About nine months ago, my son said he wanted to make a video game. He said it was called Exploding Kitties. We made it together on my computer. He described the gameplay and drew the graphics. I vibed the code. The game basically worked. But we had to build it in small pieces. And, periodically, I had to spend time in the guts of the code, getting it back on the rails. Unifying two ways of doing the same thing. Fixing gnarlier bugs. Disentangling the game code from the engine.

Today, I know that we’d be able to one-shot Exploding Kitties. The first reason: models and agent harnesses produce much higher intelligence. But, the second reason, the one I want to talk about, is the supporting techniques and environment.

I’ve built a new game-making tool called Fountain. You can one-shot any simple mobile arcade game. Or, you can iterate your way to a more complex game and the code stays on the rails over many turns. Here’s why it works -

A framework that supplies decisions and built-ins

Every game is given a game framework upfront.

This framework encodes many decisions. That game entities have a certain data shape. That behavior abstraction is done with prototypal inheritance. That the coordinates of an entity represent its top left.

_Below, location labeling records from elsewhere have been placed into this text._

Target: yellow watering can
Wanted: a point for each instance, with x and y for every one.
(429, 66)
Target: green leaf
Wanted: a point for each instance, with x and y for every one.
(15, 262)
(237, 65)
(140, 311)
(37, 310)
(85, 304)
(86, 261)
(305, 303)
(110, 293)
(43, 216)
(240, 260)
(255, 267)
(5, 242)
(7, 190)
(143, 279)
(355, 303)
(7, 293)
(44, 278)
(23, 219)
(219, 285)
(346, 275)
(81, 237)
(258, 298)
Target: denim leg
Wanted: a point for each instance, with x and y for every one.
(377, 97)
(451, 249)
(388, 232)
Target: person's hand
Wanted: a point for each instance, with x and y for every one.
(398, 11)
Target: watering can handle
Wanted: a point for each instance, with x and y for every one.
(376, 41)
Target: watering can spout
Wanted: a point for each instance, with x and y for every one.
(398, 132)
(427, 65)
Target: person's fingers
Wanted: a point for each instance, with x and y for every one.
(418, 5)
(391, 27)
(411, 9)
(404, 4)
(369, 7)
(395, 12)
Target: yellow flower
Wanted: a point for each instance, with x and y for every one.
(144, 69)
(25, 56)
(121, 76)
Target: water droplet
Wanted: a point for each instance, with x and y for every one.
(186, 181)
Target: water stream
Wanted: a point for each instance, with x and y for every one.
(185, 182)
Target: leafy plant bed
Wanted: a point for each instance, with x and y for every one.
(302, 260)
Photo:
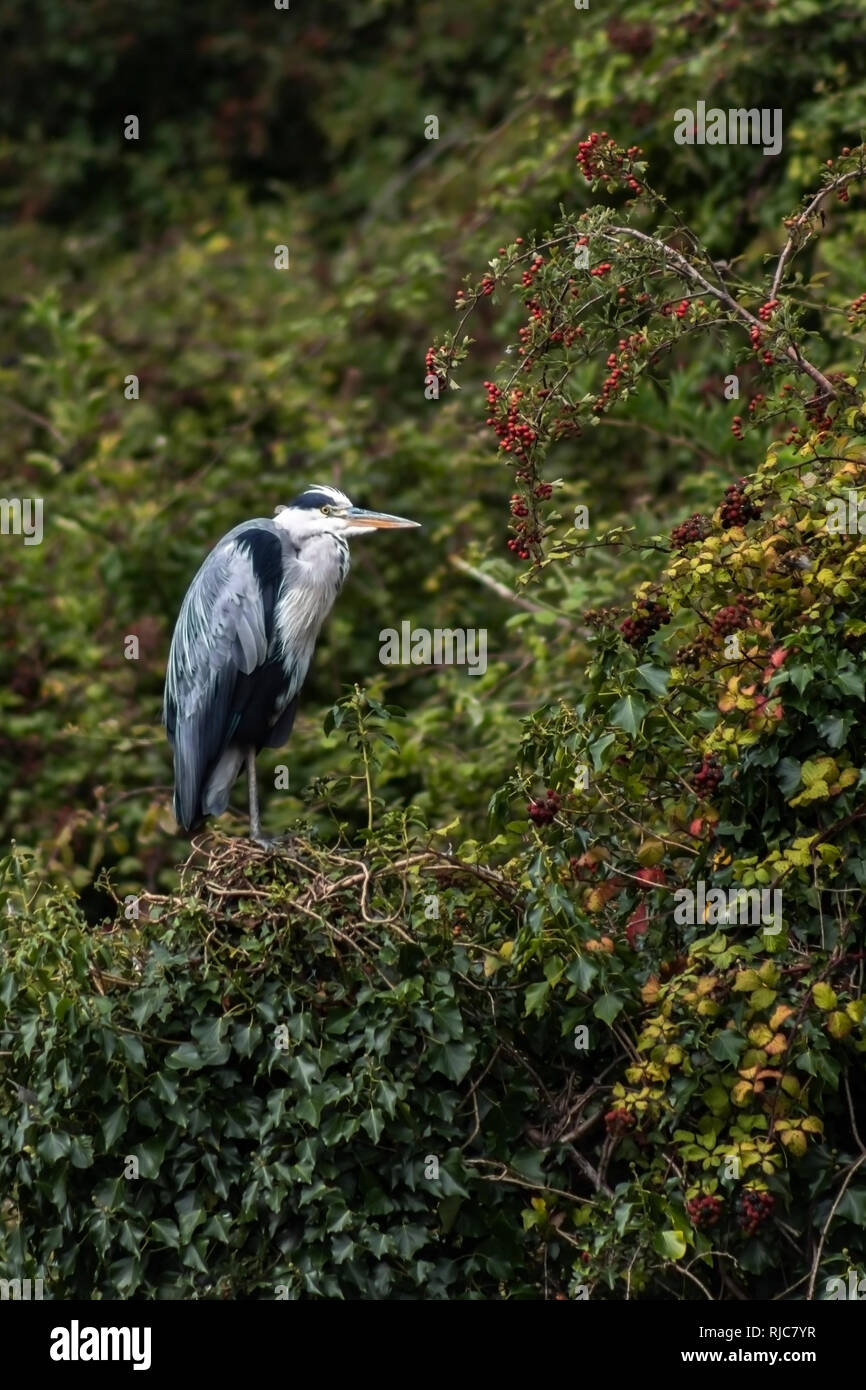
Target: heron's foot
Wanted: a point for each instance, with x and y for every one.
(275, 843)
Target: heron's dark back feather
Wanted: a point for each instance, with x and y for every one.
(239, 655)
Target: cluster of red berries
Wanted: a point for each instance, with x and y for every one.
(706, 776)
(528, 275)
(756, 339)
(515, 437)
(520, 544)
(695, 528)
(587, 156)
(737, 509)
(856, 307)
(704, 1211)
(754, 1209)
(619, 1122)
(544, 811)
(591, 157)
(619, 362)
(647, 619)
(733, 616)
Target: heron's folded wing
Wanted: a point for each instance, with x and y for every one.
(223, 631)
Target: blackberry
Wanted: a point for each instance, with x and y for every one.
(754, 1209)
(544, 811)
(737, 509)
(645, 620)
(704, 1211)
(695, 528)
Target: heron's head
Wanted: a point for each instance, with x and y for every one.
(321, 509)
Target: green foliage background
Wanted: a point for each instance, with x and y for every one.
(156, 257)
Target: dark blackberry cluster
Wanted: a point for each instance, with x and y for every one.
(731, 617)
(619, 1122)
(647, 619)
(754, 1209)
(704, 1211)
(695, 528)
(706, 776)
(737, 509)
(544, 811)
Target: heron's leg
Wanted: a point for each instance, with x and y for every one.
(253, 790)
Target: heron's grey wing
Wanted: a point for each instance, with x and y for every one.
(223, 631)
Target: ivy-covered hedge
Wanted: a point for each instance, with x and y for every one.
(277, 1084)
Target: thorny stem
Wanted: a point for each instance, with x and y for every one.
(687, 270)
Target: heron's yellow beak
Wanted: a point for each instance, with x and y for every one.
(378, 520)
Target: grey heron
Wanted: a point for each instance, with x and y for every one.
(243, 642)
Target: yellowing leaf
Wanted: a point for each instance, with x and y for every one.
(823, 995)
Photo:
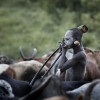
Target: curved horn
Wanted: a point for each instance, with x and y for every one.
(26, 58)
(87, 95)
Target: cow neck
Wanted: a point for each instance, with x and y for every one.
(77, 49)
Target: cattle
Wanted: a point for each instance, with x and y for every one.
(25, 70)
(19, 88)
(71, 85)
(57, 98)
(4, 68)
(92, 65)
(88, 94)
(40, 59)
(48, 87)
(85, 89)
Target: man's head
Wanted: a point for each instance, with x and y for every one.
(73, 36)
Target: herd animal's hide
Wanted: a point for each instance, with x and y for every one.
(5, 89)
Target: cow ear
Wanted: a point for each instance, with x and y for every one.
(83, 28)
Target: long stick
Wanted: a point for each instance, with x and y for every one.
(51, 66)
(35, 77)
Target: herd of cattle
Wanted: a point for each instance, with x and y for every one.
(16, 76)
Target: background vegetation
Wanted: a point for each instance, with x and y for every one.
(41, 24)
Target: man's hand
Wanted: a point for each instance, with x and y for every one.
(58, 72)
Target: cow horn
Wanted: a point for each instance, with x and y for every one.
(26, 58)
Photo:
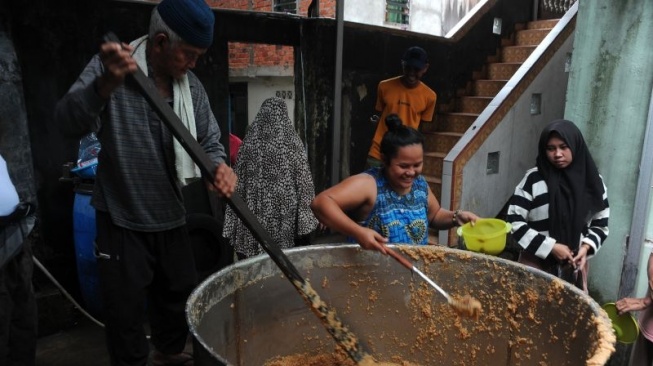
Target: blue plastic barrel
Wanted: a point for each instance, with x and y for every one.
(84, 236)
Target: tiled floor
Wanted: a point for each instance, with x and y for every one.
(81, 345)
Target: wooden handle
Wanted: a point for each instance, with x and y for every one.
(400, 258)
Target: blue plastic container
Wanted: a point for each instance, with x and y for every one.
(84, 236)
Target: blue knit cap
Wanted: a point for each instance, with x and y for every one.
(192, 20)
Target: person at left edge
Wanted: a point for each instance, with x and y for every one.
(143, 244)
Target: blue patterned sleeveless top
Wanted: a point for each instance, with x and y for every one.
(401, 219)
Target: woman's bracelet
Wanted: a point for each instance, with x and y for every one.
(455, 218)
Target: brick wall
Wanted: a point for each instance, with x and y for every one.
(246, 55)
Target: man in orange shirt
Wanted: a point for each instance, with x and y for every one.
(405, 96)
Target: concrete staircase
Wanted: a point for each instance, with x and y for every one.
(453, 119)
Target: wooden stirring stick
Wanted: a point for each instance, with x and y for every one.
(467, 305)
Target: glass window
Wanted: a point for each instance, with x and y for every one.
(397, 11)
(285, 6)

This keeps the code generation aligned.

And this framework includes generally useful built-ins. An update/event/draw loop. A WebGL canvas render surface. A collision detection and resolution system. A particle system. A system to detect input.

This reduces the amount of code that must be generated.

A manipulable artifact

Prompting can be tiresome. Language is ambiguous. The model can interpret a prompt in a way the game designer didn’t intend, and make the wrong change. Language is clumsy. It’s hard to precisely indicate any point in a continuum. A color. A point. An amount.

But there’s a solution. Do it the old way. Give the game developer a user interface through which to express their intent. A color picker to choose the color of the water. A slider to select the density of the spray ejected by a speedboat. A drag and drop interaction to move game entities into the right place.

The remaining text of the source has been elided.